The gold industry resorts to the traditional canard of gold supply and demand. Gold demand decreases for whatever reason, so the POG falls. This analysis neglects gold’s unique properties and its stock to flow ratio that separates gold from all other commodities and negates supply and demand as a determinant in the POG.
Demand-side currency manipulators ignore gold and react in glee to declines in the POG because it justifies their belief that gold is indeed Keynes’ barbarous relic. They ignore the gold signal and are clueless about the monetary events that occur as a result of their policies.

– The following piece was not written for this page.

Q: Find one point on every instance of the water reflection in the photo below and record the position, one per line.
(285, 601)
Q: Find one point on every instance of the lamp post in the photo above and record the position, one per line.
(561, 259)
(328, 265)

A common belief is that unspecified agents manipulate the futures market and drive the POG lower for nefarious reasons. Selling large blocks of gold contracts can temporarily manipulate the POG, but they net out and do not affect the long-term trend in the POG. The total stock of gold—virtually the production of all the gold in history—is vast in comparison with new supply. It is not possible to manipulate new supply and affect the total stock which is a primary variable that determines the POG.
The supply of base money relative to its demand determines the POG. Base money is cash and reserves. The Fed has 100% control of the supply of base money. The dollar is a global currency with estimates that more than half of the dollars in circulation are held outside the U.S. The Fed accurately tracks base money supply down to the dollar, but there is no method to calculate dollar demand.
It is possible to recognize changes in dollar demand relative to supply by observing the POG. This is the gold signal. There is an optimum POG where debtors and creditors are in balance. Observing the spot POG in relation to the optimum POG foreshadows whether the dollar is losing, gaining, or stable in value. On a gold standard, the spot and optimum POG are the same. To maintain a gold standard the currency manager (the Fed) would adjust the supply of dollars to maintain a fixed parity price with gold.
On our fiat standard, the Fed ignores dollar demand and adjusts dollar supply based on its selected academic theory du jour and hindsight data. Gold signals the Fed’s monetary error.
Why has the spot POG fallen below the optimum POG of $1270?
One possibility is that with IOR increasing with each funds rate hike and the yield curve flattening, banks find it more advantageous to earn free Fed interest from reserves than to lend. With more reserves being held as excess, supply decreases relative to demand and the POG will fall. The POG is now $30 below optimum. An extended decline in the POG will be deflationary. A new deflation, if it gets there, will cause market turmoil, especially in emerging markets.
A second possibility is that a declining POG could indicate stress in the global financial system. This is what occurred during the onset of the 2008 financial crisis. The dollar’s function as a safe haven caused an increase in dollar demand. Without an adjustment to dollar supply, the POG fell from $1000 to $700. Gold then began the climb to $1900 with the onset of QE.
Thirdly, the market could be getting the POG wrong based on the belief that the Fed is tightening. As long as excess reserves exist, the Fed has no direct ability to tighten the supply of base money relative to demand. Warren Buffett has made a very lucrative career profiting when the market gets it wrong. The POG fell during the initial Fed funds rate hikes that began in 2015 but has always corrected back.
Regardless of the reason for the current fall in the POG, the history of fiat money is that it declines in value. A rising POG will reflect this over the long-term.